Here is the main() of the test code
int main() {
int64_t m = 200, n = 200;
int64_t lda = m;
int64_t info;
int64_t ipiv[200];
// array is an identity matrix
double arr[200*200];
for (int i = 0; i < m*n; i += n + 1) {
arr[i] = 1.0;
}
printf("before fork\n");
pid_t pid = fork();
printf("after fork\n");
if (pid == 0) {
printf("inside child\n");
exit(0);
} else {
wait(NULL);
}
printf("before dgetrf\n");
dgetrf_(&m, &n, arr, &lda, ipiv, &info);
printf("after dgetrf\n");
and here is what I see with debug printing (on OpenBLAS HEAD, using ``)
installing atfork handler in memory::openblas_fork_handler 2015
in blas_thread_init 565
in blas_thread_init 567 server_lock locked
in blas_thread_init 615
in blas_thread_init 623
in blas_thread_init 626 server_lock unlocked
before fork
in blas_thread_shutdown
in blas_thread_shutdown 1000 server_lock locked
in blas_thread_shutdown 1042 server_lock unlocked
after fork
after fork
inside child
in blas_thread_shutdown
in blas_thread_shutdown 1000 server_lock locked
in blas_thread_shutdown 1042 server_lock unlocked
before dgetrf
in exec_blas_async 644
in exec_blas_async 647 server_lock locked
in blas_thread_init 565
Note the call to LOCK_COMMAND in exec_blas_async, and then the call to blas_thread_init, which again tries to call LOCK_COMMAND. Boom.
OpenBLAS/driver/others/blas_server.c
Lines 638 to 644 in 0c59ae0
I am not sure what the best way is to solve this. Note that the first thing blas_thread_init does is to check blas_server_avail (with no lock), so maybe the lock/unlock in exec_blas_async should be removed?
In trying to understand the case that motivated the lock/unlock in exec_blas_async from #5170, I see it fixes #5104, #5147, and parts of #5153. I can understand the change for atomic calls, did adding the lock/unlock also fix something? If so, maybe we can add an argument to blas_thread_init(int locking_needed) and pass in false when called from exec_blas_async.
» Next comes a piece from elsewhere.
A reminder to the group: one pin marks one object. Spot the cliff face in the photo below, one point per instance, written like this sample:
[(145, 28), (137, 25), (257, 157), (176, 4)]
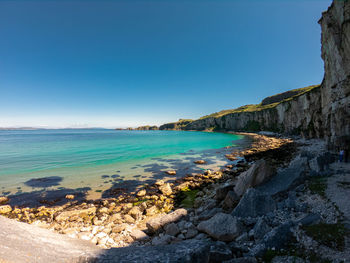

see #5479 - this was a brain fart solely based on a valgrind warning. ISTR reverting it did not fix the scipy issue.
Removing the locks does solve the reproducer here and in numpy/numpy#30092 on ubuntu 24.04. The scipy issue does not reproduce for me on latest scipy HEAD on linux, maybe I need to try it on macos?
In the scipy issue, there is a backtrace with the telltale exec_blas_async calling blas_thread_init which must hang in the current code when using pthreads. I don't know about the atomic* parts of #5479 but removing the locks seems prudent.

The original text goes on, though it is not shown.